Şimdi onların karıştırdıkları noktaları tek tek inceleyelim. Her şeyden evvel Anane bir kaymaya, bir sapmaya uğrarsa o artık Anane olmaktan, Gelenek olmaktan çıkar. Bir donma, bir pıhtılaşmanın ardından mertebe kaybeder ve adı artık ya âdet olur veyahut başka bir şey. Bu tıpkı şuna benzer. Biz Allah’ın ibda ettiği bir şeye Sünnetullah diyorken Şeytan’ın başlattığı bir şeye Sünnetüşşeytan demeyiz. Belki işlevsel olarak ikisi de yol demektir, tarz demektir ama birisi müsbet diğeri menfidir. İyi yol – kötü yol, beyaz yol – kara yol, doğru yol – yanlış yol ayrımlarında Gelenek iyi, doğru olana verilen addır. Binanaleyh ayette geçen “Atalarımızı neyin üzerinde bulduksa” dedikleri şey Gelenek değildir. Bilakis Gelenek olmaktan çıkarak sapmış bir pratiktir.

Her geçmiş kötü olsa idi fıkıhta Örfî hukuk diye bir müracaat şekli olmazdı. Hatta çözümünü bulamadığınız bir hususta bizden evvel geçenlerin şeriatına da (kable men şerea) bir bakmalı prensibi de anlamsız olurdu. Yani diğer dinlerin uygulamalarına dahi bakılması tavsiye edilmektedir.

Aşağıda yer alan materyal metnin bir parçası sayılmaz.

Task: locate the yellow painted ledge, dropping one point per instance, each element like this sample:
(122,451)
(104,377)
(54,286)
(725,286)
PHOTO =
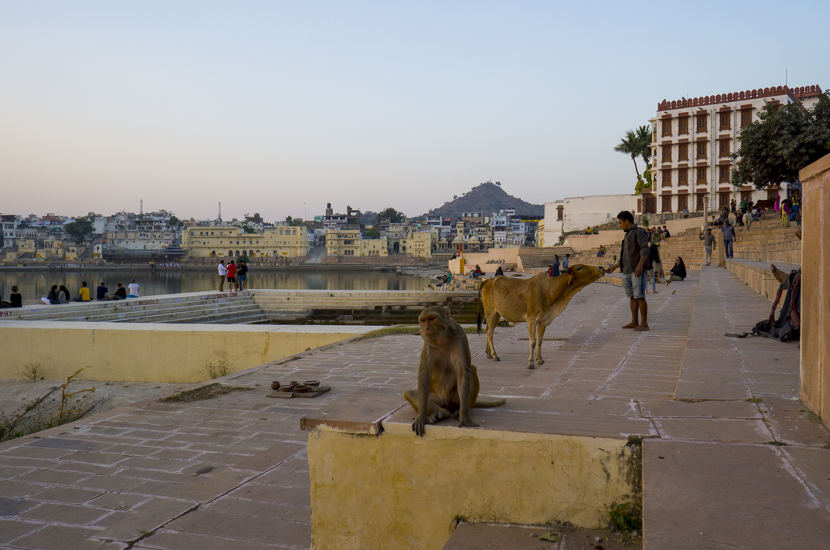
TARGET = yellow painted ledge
(396,490)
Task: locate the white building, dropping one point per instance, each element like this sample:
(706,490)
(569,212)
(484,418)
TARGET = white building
(578,213)
(692,140)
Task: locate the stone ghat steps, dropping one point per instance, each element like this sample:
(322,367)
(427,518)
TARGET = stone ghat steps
(194,308)
(83,311)
(383,307)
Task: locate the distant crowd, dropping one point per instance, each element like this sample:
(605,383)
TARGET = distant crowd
(59,294)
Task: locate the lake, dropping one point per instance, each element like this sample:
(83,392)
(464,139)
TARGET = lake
(34,284)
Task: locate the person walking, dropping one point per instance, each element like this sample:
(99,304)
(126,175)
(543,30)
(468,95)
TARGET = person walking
(83,294)
(708,244)
(15,298)
(63,294)
(241,274)
(653,264)
(133,289)
(223,272)
(633,261)
(728,238)
(102,292)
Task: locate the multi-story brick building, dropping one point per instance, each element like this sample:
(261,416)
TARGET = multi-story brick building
(692,140)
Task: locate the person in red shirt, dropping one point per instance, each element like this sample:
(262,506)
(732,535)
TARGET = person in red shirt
(232,275)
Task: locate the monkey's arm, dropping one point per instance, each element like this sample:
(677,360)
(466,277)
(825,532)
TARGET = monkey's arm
(424,378)
(464,371)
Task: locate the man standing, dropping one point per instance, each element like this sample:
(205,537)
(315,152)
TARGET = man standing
(633,260)
(728,237)
(223,272)
(231,276)
(242,274)
(708,244)
(102,292)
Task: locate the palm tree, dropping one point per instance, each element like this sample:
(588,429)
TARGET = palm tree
(636,143)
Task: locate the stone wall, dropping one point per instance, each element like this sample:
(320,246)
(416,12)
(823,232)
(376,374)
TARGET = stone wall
(815,289)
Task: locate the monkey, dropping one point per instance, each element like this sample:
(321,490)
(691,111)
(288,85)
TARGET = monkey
(447,380)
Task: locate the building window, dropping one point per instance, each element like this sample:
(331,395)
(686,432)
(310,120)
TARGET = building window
(683,151)
(724,120)
(746,118)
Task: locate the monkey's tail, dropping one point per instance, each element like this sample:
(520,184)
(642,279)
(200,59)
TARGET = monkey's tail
(483,402)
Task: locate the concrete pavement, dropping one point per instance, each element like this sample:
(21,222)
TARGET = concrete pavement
(730,457)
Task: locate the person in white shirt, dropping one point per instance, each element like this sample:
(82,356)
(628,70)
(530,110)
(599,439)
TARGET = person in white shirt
(132,289)
(223,272)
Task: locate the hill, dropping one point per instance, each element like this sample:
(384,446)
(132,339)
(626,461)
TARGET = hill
(486,197)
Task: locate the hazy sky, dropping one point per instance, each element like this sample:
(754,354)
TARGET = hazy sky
(279,107)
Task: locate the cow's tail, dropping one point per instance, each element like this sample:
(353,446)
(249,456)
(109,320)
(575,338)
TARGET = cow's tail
(479,310)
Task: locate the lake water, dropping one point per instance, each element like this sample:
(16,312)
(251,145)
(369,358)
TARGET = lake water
(34,284)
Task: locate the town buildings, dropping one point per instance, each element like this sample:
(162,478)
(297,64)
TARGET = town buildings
(692,143)
(224,241)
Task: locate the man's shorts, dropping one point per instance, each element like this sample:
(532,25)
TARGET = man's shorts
(635,287)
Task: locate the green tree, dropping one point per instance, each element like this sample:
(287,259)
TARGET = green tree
(80,229)
(391,215)
(785,139)
(636,143)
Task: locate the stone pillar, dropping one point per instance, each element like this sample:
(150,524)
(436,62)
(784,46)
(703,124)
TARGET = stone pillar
(815,288)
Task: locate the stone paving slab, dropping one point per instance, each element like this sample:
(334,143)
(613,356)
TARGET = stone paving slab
(231,472)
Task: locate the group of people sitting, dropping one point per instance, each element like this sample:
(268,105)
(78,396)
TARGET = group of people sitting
(654,267)
(477,272)
(59,294)
(658,233)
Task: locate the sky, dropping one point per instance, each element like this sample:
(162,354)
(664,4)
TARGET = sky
(281,107)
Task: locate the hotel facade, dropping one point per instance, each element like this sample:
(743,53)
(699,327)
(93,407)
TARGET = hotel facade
(692,143)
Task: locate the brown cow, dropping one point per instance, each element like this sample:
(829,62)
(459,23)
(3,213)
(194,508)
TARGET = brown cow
(538,301)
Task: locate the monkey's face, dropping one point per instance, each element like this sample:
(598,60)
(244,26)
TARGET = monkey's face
(433,326)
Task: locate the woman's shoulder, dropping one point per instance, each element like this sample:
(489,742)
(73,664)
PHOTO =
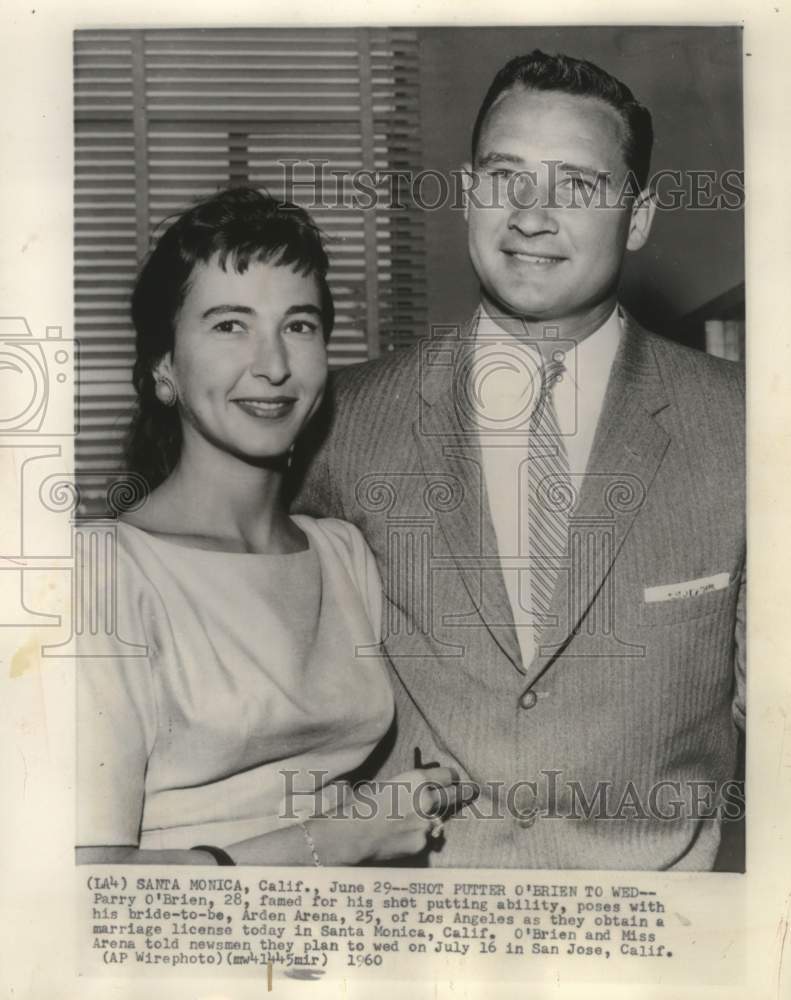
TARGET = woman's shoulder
(343,536)
(343,543)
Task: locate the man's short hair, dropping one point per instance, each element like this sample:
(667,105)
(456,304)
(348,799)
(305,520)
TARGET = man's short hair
(538,71)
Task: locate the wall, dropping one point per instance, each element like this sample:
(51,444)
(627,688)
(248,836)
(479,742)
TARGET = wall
(690,79)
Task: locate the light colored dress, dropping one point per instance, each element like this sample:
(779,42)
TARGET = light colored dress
(260,669)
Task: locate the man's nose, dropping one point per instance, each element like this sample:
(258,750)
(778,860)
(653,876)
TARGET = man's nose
(270,358)
(531,210)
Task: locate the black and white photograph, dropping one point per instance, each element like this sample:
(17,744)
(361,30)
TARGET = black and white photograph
(388,404)
(524,479)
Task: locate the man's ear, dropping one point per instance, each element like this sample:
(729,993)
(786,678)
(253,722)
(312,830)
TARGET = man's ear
(467,185)
(642,218)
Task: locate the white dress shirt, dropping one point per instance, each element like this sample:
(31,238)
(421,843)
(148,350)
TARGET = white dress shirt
(504,385)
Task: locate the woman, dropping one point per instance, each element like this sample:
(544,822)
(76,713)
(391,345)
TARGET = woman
(222,742)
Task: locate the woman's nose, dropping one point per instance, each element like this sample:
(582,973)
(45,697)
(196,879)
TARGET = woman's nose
(270,359)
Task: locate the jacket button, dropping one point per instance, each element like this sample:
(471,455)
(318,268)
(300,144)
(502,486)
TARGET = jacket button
(528,699)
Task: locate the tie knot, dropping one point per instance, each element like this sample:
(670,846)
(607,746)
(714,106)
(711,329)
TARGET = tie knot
(551,373)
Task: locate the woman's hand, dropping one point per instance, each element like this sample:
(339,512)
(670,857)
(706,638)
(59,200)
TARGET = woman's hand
(383,820)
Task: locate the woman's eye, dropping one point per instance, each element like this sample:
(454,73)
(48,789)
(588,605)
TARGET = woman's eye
(229,326)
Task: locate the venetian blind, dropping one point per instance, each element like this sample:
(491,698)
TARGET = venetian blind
(164,117)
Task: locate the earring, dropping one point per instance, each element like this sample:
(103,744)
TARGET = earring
(165,391)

Kozmolojide bir konulmuş kurallar var ve biz bunlara bilim diliyle Fizik ve Kozmik Yasalar diyoruz değil mi? Dini terminolojide bunlara Sünnetullah diyoruz. Güneş ve Ay, Dünya ve gezegenler belirli bir hareket ve fonsksiyonlara sahiptirler. Bu bilgi kadim bir bilgidir. Milyonlarca yıldır süregelen bir kozmik Gelenektir. Şimdi siz hayır bugün Güneş doğmayacak, Ay ışığını bundan böyle Güneşten almayacak v.b. gibi bazı kararlar alabilir misiniz? O Kanunlar artık geçmişte kaldı şimdi modern kurallar koymak lazım der misiniz? Derseniz size ne derler? Burada izlenilmesi gereken doğru yöntem Evrensel Kanunları (Gelenek) değiştirmek aptallığına kalkışmak yerine onları keşfetmeye ve anlamaya çalışmaktır. Bilimsel ilerleme bu demektir. Yoksa Güneşi bombalamak değil.

İşte din ve düşünce tarihinde de evrensel kurallar vardır. Bir de bunlara bağlı olarak gelişen yorumlar, açıklamalar. Mesela Allah Zatı itibariyle Bir’dir ama pek çok sıfatı ve ismi vardır demek bir Esas’tır. Hadi bunu değiştirelim diyemezsiniz. Ama ne yaparsınız, Geleneğe tabi alimlerin yaptığı gibi, “Kesret der Vahdet” diye bir açılım geliştirebilirsiniz. Fakat bunu yapabilmek için tıpkı Pergel metaforunda olduğu gibi bir ayağınızda Gelenek’te sabit kadem olmalısınız. Tıpkı sabit bir çivi etrafında dönen semazen gibi diğer ayağınızla yetmiş iki ilmi dolaşabilirsiniz. Sabiteler ve Değişkenler nedir iyi bilmek gerekir. Bütün değişkenler sabiteler üzerine kuruludur.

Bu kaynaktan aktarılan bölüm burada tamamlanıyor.